En ella han estado involucrados el Presidente de la República, los ministros, los partidos de gobierno y los de la oposición, la Iglesia; las clases altas de París y los distritos obreros. Han realizado movilizaciones los rubios ojiazules de la Alsacia y los inmigrantes marroquíes de Marsella.  La imagen de Íngrid está en las alcaldías, en las estaciones del tren, ha cruzado las fronteras a Bélgica, a Suiza. Toda Francia ha encontrado un propósito, una idea común. Un fenómeno de tales dimensiones exige una, quizá varias explicaciones.

La primera, la más obvia, reside en la atracción que ejercen Íngrid misma y la inhumanidad de su secuestro.

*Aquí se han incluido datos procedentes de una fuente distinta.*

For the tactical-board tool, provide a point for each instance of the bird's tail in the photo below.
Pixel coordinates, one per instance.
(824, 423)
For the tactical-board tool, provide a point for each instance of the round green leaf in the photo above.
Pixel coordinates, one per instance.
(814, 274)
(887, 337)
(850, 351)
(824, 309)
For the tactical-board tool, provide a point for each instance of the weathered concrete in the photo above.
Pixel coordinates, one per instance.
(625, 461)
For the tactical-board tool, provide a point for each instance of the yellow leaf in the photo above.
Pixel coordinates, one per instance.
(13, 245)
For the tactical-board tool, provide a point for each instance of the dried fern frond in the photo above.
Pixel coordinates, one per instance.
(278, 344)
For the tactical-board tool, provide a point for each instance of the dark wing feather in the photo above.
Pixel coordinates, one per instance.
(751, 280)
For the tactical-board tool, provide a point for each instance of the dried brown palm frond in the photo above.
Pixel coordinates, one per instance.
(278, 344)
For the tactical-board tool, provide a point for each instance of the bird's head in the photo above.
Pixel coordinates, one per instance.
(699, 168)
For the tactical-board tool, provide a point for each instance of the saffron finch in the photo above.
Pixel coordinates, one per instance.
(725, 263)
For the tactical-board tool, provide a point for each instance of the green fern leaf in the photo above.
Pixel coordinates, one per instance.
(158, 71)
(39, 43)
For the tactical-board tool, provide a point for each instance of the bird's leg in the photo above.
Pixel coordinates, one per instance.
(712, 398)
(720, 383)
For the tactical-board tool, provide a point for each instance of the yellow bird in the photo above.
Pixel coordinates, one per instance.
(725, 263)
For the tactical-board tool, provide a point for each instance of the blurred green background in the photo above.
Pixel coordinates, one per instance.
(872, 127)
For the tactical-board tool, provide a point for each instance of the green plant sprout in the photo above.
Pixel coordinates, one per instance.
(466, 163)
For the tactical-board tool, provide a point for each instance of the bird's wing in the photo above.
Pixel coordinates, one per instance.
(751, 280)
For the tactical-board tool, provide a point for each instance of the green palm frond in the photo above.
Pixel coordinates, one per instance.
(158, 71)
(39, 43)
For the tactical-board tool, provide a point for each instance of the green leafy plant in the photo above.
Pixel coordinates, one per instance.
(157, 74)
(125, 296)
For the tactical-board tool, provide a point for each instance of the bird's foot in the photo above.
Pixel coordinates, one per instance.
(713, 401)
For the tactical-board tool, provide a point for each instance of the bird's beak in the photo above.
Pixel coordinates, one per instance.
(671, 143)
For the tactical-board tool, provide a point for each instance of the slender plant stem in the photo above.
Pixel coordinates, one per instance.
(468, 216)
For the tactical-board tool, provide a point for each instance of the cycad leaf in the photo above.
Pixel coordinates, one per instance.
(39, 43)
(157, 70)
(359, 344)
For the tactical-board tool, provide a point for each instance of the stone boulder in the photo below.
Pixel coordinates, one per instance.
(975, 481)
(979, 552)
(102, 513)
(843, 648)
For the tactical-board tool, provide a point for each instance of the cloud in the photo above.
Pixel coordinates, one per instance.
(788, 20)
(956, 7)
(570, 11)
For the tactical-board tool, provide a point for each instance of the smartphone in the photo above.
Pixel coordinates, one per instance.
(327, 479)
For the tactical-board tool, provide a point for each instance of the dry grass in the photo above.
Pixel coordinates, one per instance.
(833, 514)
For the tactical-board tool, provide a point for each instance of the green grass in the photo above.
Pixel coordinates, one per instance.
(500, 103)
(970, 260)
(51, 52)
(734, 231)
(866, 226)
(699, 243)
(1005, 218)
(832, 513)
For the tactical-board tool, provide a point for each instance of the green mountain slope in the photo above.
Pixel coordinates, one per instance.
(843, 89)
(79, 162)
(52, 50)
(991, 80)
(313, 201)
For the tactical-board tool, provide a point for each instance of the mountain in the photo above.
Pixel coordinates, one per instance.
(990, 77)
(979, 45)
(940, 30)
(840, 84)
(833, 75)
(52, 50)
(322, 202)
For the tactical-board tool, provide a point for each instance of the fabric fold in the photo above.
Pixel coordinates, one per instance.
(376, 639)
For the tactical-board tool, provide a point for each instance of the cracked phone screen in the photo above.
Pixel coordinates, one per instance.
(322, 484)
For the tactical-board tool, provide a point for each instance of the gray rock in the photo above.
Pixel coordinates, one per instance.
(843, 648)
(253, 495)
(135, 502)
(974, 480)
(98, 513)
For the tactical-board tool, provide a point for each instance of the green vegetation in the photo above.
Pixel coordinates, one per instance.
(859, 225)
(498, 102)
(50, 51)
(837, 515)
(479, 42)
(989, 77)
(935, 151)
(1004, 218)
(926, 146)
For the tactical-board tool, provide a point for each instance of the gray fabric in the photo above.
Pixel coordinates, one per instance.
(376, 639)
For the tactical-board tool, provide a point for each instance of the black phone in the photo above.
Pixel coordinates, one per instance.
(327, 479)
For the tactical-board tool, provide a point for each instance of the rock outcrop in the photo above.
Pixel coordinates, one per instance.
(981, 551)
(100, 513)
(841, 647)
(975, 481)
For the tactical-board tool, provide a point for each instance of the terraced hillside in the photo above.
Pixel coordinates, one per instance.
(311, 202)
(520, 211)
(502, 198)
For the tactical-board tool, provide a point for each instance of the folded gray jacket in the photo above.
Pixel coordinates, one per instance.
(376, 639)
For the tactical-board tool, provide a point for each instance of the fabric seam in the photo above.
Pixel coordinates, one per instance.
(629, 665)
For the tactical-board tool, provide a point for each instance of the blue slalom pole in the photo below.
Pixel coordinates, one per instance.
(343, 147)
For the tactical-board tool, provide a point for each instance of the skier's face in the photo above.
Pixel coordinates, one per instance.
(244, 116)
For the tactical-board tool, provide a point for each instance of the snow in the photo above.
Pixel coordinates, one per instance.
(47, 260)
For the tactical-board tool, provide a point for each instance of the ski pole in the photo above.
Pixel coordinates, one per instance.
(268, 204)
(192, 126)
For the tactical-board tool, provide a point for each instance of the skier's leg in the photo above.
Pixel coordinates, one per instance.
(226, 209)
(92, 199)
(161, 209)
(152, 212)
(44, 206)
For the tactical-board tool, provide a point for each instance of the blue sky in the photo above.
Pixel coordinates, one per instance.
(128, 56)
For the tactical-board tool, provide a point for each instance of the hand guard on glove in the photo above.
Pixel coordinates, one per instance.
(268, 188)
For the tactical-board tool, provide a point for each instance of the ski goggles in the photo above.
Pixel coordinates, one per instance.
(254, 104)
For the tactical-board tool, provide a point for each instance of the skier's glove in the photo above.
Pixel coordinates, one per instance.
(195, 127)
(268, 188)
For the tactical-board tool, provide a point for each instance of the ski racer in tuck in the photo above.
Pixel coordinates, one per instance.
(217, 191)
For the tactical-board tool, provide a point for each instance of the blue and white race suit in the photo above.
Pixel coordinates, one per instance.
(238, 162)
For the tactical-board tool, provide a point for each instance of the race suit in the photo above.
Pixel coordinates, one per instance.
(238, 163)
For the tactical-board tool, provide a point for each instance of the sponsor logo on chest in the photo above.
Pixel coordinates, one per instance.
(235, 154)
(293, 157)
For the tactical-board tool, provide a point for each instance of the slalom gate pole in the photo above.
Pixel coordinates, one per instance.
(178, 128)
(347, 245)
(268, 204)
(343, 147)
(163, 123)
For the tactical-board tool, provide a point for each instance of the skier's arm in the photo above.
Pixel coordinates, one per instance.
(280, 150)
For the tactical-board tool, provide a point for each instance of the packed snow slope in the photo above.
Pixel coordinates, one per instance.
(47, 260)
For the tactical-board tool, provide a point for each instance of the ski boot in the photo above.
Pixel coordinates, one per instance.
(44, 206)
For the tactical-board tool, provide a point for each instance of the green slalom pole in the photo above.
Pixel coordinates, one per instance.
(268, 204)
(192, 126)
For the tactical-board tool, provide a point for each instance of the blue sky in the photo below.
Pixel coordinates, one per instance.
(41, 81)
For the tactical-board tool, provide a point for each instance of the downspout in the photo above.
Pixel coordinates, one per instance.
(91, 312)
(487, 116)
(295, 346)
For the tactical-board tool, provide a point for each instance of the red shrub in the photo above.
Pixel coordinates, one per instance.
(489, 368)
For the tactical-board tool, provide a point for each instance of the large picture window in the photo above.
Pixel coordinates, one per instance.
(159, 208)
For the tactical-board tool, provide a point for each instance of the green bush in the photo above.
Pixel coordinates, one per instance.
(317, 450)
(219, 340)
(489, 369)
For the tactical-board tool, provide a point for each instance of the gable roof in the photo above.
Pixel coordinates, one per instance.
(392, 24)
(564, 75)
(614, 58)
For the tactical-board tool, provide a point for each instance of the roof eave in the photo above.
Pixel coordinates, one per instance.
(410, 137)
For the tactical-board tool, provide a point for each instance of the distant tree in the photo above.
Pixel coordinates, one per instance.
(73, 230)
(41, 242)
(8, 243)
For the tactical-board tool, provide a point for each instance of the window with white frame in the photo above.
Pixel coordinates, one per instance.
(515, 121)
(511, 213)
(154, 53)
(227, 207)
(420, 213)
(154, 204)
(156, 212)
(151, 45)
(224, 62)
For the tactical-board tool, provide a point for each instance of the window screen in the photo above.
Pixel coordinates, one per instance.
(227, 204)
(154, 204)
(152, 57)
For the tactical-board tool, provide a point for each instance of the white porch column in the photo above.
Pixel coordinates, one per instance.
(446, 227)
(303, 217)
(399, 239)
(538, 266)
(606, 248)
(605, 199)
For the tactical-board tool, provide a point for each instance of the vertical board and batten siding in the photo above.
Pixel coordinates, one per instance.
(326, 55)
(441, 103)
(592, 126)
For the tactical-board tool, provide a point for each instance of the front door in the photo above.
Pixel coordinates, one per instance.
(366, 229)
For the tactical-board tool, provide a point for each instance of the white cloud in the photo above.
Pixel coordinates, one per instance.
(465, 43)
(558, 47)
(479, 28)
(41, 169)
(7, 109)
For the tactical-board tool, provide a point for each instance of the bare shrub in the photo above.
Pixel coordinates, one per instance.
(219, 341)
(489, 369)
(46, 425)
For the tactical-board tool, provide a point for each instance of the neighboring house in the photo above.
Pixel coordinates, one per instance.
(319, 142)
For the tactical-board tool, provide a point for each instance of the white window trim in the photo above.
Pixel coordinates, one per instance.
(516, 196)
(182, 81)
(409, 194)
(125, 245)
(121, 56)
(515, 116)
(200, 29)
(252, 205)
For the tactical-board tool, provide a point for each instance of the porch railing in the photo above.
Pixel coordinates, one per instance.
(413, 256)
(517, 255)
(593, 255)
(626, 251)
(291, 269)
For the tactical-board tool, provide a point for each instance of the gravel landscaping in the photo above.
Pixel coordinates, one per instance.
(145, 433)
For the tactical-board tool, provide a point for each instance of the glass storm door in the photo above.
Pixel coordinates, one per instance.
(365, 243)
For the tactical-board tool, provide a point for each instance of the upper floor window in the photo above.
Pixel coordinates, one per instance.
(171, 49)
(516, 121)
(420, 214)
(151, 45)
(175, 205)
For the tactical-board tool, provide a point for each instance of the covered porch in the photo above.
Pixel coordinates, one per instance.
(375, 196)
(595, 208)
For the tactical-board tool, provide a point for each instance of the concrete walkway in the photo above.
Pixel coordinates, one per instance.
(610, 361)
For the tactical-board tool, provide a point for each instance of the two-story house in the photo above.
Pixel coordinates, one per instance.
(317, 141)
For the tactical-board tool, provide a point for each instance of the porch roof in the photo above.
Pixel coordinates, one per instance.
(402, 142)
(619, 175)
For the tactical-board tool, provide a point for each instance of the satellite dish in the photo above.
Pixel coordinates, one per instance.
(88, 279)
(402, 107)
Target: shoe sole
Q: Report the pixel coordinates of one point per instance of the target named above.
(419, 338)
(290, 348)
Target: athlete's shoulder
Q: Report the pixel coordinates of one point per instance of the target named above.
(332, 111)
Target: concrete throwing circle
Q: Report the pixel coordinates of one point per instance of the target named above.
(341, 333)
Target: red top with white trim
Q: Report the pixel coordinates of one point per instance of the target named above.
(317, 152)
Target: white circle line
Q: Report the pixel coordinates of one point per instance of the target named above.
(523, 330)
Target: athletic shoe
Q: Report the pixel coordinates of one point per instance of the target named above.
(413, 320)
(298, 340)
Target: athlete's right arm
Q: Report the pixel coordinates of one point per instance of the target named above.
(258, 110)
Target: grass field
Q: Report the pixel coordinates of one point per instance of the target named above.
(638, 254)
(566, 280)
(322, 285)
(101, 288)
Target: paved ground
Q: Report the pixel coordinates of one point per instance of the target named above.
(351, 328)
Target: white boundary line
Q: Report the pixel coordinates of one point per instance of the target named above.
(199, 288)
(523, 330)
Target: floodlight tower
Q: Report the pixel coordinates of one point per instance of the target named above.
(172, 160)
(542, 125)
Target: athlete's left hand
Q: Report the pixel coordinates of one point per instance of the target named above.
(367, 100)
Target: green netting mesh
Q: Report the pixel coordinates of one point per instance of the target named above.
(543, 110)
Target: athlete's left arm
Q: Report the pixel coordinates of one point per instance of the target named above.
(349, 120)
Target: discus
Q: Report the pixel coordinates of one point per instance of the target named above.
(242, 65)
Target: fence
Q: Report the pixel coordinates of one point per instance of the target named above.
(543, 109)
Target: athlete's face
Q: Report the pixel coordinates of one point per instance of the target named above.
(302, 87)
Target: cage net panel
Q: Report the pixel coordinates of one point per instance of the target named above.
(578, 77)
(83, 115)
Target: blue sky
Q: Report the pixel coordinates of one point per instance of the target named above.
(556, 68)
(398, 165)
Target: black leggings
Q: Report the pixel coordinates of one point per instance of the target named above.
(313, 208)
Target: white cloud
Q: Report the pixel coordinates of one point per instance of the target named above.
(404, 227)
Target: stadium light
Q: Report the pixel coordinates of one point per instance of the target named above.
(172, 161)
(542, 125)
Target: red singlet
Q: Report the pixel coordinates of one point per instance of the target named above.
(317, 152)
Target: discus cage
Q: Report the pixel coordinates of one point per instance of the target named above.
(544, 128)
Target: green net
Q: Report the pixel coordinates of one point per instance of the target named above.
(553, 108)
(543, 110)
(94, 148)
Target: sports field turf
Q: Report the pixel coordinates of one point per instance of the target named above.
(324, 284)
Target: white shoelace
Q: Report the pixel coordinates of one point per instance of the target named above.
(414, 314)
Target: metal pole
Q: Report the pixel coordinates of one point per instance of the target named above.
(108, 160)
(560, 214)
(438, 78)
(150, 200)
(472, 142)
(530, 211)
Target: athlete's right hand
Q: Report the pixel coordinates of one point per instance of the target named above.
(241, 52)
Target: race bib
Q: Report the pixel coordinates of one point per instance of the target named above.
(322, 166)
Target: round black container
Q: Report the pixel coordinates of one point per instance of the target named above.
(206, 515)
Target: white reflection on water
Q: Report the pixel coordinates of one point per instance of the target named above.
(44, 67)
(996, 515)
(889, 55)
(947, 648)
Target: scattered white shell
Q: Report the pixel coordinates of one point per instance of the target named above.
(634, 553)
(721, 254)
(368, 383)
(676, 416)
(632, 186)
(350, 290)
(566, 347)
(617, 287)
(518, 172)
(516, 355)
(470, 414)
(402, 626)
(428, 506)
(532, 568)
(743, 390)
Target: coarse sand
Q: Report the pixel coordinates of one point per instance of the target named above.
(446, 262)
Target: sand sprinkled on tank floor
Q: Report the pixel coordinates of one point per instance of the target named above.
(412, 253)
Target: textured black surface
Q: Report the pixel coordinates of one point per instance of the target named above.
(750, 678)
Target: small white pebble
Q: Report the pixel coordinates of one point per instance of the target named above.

Íngrid es ciudadana francesa, inteligente, graduada en Science Po, una mujer atractiva y carismática que unos años antes había alcanzado gran celebridad en la misma Francia con un libro en que contaba su orfandad en sus luchas por la justicia social y contra la corrupción en Colombia.

Pero, a pesar de la fortaleza de su personalidad, de su papel como candidata presidencial al momento de su secuestro, la maldad de sus captores, no creo que sean estas razones suficientes para explicar un fenómeno de estas dimensiones. Creo que hay algo más hondo, más irascible que necesitamos descifrar para explicar esta cruzada sin duda, sincera y noble de Francia.  Mientras los alemanes por fin parecen haber encontrado una serenidad con su pasado y pueden sentirse otra vez patrióticos sin amenazar ni sentirse amenazados por sus vecinos; mientras España atraviesa quizá su mejor momento desde el Siglo de Oro; cuando Europa del Este está ocupada en su modernización y los británicos mantienen su proverbial seguridad en sí mismos, Francia no se siente bien ni consigo misma, ni con Europa, ni con la globalización. 

 Desde hace mucho tiempo, nada interesante pasa en Francia. Y lo poco que pasa, los franceses lo encuentran detestable. Su país se disuelve en una Europa cada vez más grande, más homogénea, más americanizada, con un McDonald’s cada tres cuadras, un Starbucks cada dos. Y, si en el presente no encuentran inspiración, cuando miran hacia atrás sólo descubren el agobiante autoritarismo de De Gaulle, el cinismo de Mitterrand, la asombrosa mediocridad de Chirac. Y todo esto sucede en un país que, como dijo Ortega, es revolucionario por tradición.

O sea, es un país insatisfecho por tradición, porque todas las revoluciones se quedan siempre cortas a las esperanzas, a las promesas, a los sueños. No sólo devoran a sus mejores hijos, la concreción de las revoluciones en leyes, decretos y actos administrativos es siempre demasiado humana y sombría, cuando no cruel y despótica. Y bien lo planteó Stefan Zweig cuando dijo que la revolución genera desencanto y el desencanto huida.

Huida a lo desconocido, a lo exótico. Y hacia todas partes han huido los desilusionados franceses a seguir soñando: Chateaubriand envía a su héroe a los indios del Canadá, Víctor Hugo al exilio y a lo oriental; Gauguin escapa a Tahití, Rimbaud a Abisinia, Debray busca a Guevara en las selvas de Bolivia; Sartre, escapa de Francia, y de él mismo, hacia el maoísmo.

Es cierto, en Francia no ha habido ahora ni revolución, ni contrarrevolución. Es peor que eso: no ha pasado nada. Por ello, en la liberación de Íngrid, Francia encontró una luz, una causa noble y justa, en medio de su desencanto, inmovilismo y desesperanza. Cuando, en apariencia, le tiende una mano a Íngrid, también ella le tiende otra a Francia. Desde la selva, encadenada, Íngrid también rescata a Francia.